Siegel also resists the blandishments of the “big data” movement. Certainly some of the examples he mentions fall into this category—data that is too large or unstructured to be easily managed by conventional relational databases. But the point of predictive analytics is not the relative size or unruliness of your data, but what you do with it. I have found that “big data often equals small math,” and many big data practitioners are content just to use their data to create some appealing visual analytics. That’s not nearly as valuable as creating a predictive model.

Siegel has fashioned a book that is both sophisticated and fully accessible to the non-quantitative reader. It’s got great stories, great illustrations, and an entertaining tone. Such non-quants should definitely read this book, because there is little doubt that their behavior will be analyzed and predicted throughout their lives. It’s also quite likely that most non-quants will increasingly have to consider, evaluate, and act on predictive models at work.

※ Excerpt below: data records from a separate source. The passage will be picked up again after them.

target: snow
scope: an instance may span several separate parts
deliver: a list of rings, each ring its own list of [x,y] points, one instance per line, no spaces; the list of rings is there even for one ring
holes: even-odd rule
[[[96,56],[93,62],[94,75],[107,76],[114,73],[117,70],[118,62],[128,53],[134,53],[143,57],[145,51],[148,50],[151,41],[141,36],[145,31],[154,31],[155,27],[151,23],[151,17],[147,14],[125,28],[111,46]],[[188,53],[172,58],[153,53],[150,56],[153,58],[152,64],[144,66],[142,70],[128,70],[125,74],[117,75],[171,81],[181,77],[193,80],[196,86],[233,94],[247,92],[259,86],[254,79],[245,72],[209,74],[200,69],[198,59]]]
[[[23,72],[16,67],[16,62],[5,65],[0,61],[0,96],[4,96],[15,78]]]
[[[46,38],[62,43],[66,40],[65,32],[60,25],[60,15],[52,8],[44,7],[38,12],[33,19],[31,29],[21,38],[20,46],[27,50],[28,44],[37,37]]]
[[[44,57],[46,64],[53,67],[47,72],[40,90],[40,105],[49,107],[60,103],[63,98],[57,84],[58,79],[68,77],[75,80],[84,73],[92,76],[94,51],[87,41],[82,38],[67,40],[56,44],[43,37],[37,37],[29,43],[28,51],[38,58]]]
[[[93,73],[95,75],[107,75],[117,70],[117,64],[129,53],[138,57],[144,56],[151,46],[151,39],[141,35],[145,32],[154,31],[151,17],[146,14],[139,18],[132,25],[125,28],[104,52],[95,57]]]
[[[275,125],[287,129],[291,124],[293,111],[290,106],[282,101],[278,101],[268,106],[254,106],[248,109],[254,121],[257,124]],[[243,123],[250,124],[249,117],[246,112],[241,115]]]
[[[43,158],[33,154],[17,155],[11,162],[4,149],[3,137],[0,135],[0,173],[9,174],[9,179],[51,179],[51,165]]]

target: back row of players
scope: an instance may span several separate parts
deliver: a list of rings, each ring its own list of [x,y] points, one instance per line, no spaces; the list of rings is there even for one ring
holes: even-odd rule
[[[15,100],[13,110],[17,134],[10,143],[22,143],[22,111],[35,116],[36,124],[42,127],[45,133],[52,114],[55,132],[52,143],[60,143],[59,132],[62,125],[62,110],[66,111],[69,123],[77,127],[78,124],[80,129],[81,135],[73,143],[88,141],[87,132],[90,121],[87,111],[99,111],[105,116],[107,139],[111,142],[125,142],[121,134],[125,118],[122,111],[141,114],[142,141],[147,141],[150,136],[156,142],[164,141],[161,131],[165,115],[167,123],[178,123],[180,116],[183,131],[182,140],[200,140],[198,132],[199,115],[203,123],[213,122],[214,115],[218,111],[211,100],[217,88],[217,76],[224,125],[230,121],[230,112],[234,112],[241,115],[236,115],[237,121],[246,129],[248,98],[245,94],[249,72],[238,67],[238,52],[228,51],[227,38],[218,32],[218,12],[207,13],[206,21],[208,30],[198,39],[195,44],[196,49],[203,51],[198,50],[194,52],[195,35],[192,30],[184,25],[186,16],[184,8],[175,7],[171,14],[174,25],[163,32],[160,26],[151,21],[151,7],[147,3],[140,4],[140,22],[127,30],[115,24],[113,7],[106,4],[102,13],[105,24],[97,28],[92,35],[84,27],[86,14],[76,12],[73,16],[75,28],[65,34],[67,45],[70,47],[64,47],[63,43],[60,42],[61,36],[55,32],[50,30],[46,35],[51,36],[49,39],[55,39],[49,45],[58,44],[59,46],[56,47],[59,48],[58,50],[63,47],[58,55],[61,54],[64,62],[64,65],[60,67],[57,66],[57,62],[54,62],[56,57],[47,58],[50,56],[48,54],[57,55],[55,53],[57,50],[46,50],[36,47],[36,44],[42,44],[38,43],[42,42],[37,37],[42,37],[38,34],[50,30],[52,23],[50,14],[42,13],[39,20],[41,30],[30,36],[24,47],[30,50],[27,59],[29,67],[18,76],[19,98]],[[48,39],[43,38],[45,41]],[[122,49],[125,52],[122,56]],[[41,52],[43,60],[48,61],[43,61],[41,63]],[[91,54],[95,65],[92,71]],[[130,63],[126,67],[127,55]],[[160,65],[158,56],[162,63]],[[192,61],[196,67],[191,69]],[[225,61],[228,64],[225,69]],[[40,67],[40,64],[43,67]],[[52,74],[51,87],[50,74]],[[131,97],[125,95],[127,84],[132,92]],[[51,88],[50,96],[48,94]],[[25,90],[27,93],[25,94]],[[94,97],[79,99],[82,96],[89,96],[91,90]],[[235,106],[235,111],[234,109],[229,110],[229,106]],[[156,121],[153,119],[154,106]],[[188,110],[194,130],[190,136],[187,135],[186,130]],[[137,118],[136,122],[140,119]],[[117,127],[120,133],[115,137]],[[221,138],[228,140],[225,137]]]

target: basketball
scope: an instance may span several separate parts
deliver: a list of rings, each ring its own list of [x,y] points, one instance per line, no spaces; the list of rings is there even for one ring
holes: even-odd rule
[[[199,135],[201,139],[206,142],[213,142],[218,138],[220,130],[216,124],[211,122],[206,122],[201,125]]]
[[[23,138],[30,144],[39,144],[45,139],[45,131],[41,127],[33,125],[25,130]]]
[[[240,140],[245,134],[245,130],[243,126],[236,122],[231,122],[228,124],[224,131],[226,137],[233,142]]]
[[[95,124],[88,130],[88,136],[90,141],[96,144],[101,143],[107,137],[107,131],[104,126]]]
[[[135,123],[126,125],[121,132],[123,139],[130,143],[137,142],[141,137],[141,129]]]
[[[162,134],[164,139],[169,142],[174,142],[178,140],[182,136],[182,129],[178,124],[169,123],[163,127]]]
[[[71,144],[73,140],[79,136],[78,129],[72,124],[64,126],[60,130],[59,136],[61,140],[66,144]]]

In short, we live in a predictive society. The best way to prosper in it is to understand the objectives, techniques, and limits of predictive models. And the best way to do that is simply to read Siegel’s book.

 

Author Bio:

Thomas H. Davenport is the President’s Distinguished Professor at Babson College, a fellow of the MIT Center for Digital Business, Senior Advisor to Deloitte Analytics, and cofounder of the International Institute for Analytics. He is the coauthor of Competing on Analytics, Big Data @ Work, and several other books on analytics. This Foreword by Professor Davenport is excerpted with permission of the publisher, Wiley, from Predictive Analytics: The Power to Predict Who Will Click, Buy, Lie, or Die (Revised and Updated edition, January 2016) by Eric Siegel.